From a posh girls’ boarding school…to the slimy gutter of the London punk scene…to sniffing voodoo glue in a Louisiana swamp, how did Shadowman’s black magic bon vivant haul herself from the upper crust to the backwater of the Big Easy’s voodoo underground? Punk Mambo is about to head back home to spread some much-needed anarchy in the UK…and confront the ghosts of her past head on! The punks and the voodoo priests she used to know have cleaned themselves up, and she’s a loud, belching ghost from their past, come to break in the new furniture…and break some faces!
Err, ok. As the comic starts there’s some nice moments as Punk Mambo (really?) speaks to the spirit of Sid Vicious and once the comic relocates to London from Louisiana it makes a few salient points, albeit 20 years late.
The problem is that Punk Mambo perpetrates the same sort of myths about Punk that it’s criticising in it’s first few pages and that totally takes me out of it as a reader. It’s pandering to the picture postcard image of Punk while trying to be against it and you can’t do the both. Punk was more than mohawks and leather jackets, which by the way, a lot of Punks couldn’t afford initially. It was an attitude which isn’t really what Milligan gets across here as he tells a story of revenge which does have some nice enough art from Robert Gill who is trying to channel Chris Bachalo here.

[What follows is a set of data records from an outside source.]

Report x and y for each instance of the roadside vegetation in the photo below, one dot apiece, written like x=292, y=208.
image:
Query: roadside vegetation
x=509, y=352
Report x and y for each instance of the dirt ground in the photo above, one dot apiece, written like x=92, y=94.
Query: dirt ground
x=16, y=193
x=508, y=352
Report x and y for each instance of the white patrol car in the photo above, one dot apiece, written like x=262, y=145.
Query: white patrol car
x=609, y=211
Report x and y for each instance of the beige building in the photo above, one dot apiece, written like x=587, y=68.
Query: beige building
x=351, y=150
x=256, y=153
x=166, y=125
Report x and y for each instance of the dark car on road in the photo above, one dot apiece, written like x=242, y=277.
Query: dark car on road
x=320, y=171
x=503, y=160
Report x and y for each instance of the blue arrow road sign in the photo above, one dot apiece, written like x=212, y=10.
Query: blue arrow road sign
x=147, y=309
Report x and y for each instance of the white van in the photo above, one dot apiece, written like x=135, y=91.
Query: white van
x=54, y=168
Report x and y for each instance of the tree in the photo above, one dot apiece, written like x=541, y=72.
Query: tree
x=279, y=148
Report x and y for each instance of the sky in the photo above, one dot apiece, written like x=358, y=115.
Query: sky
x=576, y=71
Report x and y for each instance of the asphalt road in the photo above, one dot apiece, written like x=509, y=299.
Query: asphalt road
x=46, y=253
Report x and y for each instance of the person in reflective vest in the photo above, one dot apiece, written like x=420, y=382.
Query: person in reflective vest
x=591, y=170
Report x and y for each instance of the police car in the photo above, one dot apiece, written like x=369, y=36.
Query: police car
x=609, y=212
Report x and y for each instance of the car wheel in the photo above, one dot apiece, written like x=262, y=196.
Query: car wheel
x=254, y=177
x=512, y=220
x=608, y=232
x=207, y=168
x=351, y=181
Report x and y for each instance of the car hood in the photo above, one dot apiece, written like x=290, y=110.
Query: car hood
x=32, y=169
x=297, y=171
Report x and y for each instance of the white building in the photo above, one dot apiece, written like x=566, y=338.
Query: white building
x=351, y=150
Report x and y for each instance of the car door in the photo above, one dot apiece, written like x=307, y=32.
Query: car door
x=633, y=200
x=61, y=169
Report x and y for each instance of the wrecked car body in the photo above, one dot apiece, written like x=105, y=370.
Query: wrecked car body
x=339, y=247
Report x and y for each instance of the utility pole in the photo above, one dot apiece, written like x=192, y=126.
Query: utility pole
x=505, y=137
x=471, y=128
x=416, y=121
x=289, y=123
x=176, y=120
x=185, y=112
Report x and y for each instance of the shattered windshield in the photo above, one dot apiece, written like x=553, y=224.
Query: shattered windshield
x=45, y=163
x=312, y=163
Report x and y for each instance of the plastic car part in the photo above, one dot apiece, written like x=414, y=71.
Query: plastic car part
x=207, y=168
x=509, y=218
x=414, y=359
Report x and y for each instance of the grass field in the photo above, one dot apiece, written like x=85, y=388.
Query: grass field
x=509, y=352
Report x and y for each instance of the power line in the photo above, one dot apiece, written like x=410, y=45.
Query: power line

It’s enjoyable but it is fluff built upon cliche after cliche with the odd bit of somewhat neutered social comment not to mention endless innuendo over the word ‘wanga’. Punk Mambo is a diverting read for ten minutes as Pete Milligan goes through the numbers and pays the bills for a month. For something supposed to be Punk it’s all a bit well, like clocking in for The Man.
This is fluff. It’s alright fluff but I’d not go out the way to add this to your reading list even if it is Pete Milligan.